Rachel has been working on that song she’s writing for Regionals, which she hopes will help her complete her “journey from little princess to natural woman.” Unfortunately, the best she can come up with is a corny ode to her headband. She recognizes that she hasn’t had enough life experience to draw from.
With her two fathers out of town, Rachel agrees to hold a party at her house for the Glee Club. Wine coolers will be served, because she’s decided that it’s about time to see what this alcohol business is all about. The other kids aren’t too enthused about that, and pressure her to break into her dads’ liquor cabinet. With the exception of Finn and Kurt, both of whom stay sober, everyone else proceeds to get wasted.
Finn observes that drunk girls can always be grouped into certain known categories. Santana is the weepy, hysterical drunk. Mercedes and Tina are the happy drunks. Quinn and Lauren are the angry drunks. Brittany thinks she’s a stripper. Naturally, Rachel is the clingy, needy drunk. During a game of “Spin the Bottle,” Rachel has to kiss Blaine, which turns into a very weird experience for both of them.
The next day, the kids show up to school with bad hangovers. Artie brings some “hair of the dog” Bloody Marys to help them get through, and leads a pretty good performance of Jamie Foxx’s “Blame It on the Alcohol.” Oblivious Mr. Schuester thinks that they were just acting drunk during the song, and suggests that they might need to pick something that doesn’t glorify drinking so much.
Will worries that he’s being a hypocrite. He remembers how much fun he used to have drinking as a teenager. Coach Beiste convinces him to join her at her favorite honky-tonk bar, where he has quite a bit to drink and performs John Lee Hooker’s “One Bourbon, One Scotch, One Beer.” He then goes home and, in a hilarious scene, grades papers while blitzed and drunk-dials what he assumes is Emma’s voicemail (but we can already tell isn’t).

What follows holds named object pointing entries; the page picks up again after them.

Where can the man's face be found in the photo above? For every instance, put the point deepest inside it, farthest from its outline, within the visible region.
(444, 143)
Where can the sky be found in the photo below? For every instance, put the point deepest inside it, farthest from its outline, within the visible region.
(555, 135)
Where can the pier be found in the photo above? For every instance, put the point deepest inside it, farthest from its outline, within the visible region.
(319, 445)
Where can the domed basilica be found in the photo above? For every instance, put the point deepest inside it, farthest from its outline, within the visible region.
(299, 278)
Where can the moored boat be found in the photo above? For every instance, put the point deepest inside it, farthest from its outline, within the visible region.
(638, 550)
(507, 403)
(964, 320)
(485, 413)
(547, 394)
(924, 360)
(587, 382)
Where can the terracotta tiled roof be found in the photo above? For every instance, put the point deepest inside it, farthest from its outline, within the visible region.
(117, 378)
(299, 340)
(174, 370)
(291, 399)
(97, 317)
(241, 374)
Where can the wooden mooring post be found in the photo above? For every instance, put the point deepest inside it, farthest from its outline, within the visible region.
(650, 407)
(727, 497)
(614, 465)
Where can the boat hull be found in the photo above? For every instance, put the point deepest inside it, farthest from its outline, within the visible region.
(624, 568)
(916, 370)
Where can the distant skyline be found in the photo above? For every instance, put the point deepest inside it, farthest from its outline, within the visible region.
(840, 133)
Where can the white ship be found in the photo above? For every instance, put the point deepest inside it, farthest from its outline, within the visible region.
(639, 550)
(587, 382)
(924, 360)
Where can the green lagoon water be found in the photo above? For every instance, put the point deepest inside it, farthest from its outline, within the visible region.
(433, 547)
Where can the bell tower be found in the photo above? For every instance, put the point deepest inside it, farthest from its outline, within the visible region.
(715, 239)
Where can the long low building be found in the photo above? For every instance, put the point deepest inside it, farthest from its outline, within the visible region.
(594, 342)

After their kiss, Rachel is convinced that she’s turned Blaine straight and that he will be the love of her life. Even Blaine is left confused by the experience, and decides that he needs to experiment with his sexuality before defining himself as exclusively gay. Kurt tells him that it was only the alcohol that confused him. He also comes right out and tells Rachel that she’s a fag hag. To prove him wrong, Rachel vows to kiss Blaine sober. She meets with him at a coffee shop and lays a big smooch on him, at which point all of Blaine’s confusion is straightened out: “Yup, I’m gay!” Rather than be upset by this, Rachel is actually happy that the experience of dating and getting dumped by a gay man has given her valuable songwriting fodder.
Kitty Dukakis declines to appear at the school assembly at the last minute “due to disinterest.” This leaves the show entirely in Glee Club’s hands. As you’d expect, the kids had been drinking beforehand for courage. The team powers through a sloppy rendition of Ke$ha’s “Tik Tok” (no worse than the real thing). Brittany even manages to pull off a pretty awesome split on stage, but then, at the end of the song, projectile vomits right onto Rachel’s face. This prompts Santana to vomit on stage as well.
The next morning, the kids all fear that they’re going to get suspended. To the contrary, Figgins is ecstatic. He thinks that the whole thing was staged and that the vomit was “special effects.” The horrible end of the act scared the rest of the school straight. Overt drunkenness during school hours has declined tremendously. However, lest we think that everyone is out of the woods, Sue plays Will’s drunken voicemail over the school intercom to humiliate him.
Will vows to stop drinking. Realistically, he knows that he’s unlikely to convince the kids to do the same forever. The compromise he finds is to make the students sign pledges not to drink until Regionals are over. Still feeling the after-effects and shame of their behavior, they happily agree.
All things considered, as a Very Special Episode with a Very Important Message, ‘Blame It on the Alcohol’ delivers a fairly even-handed lesson for network television. It doesn’t quite demonize drinking (even teenage drinking), but rather focuses on the negative consequences of doing it in excess. And those consequences mostly consist of simple stupidity and embarrassment. No one dies an awful booze-related death in the episode. No one gets alcohol poisoning or hit by a drunk driver. Quite frankly, Will and Beiste have a really good time getting drunk, and the episode is honest that the reason teenagers like to drink is that drinking can be fun. That’s kind of refreshing, in its way.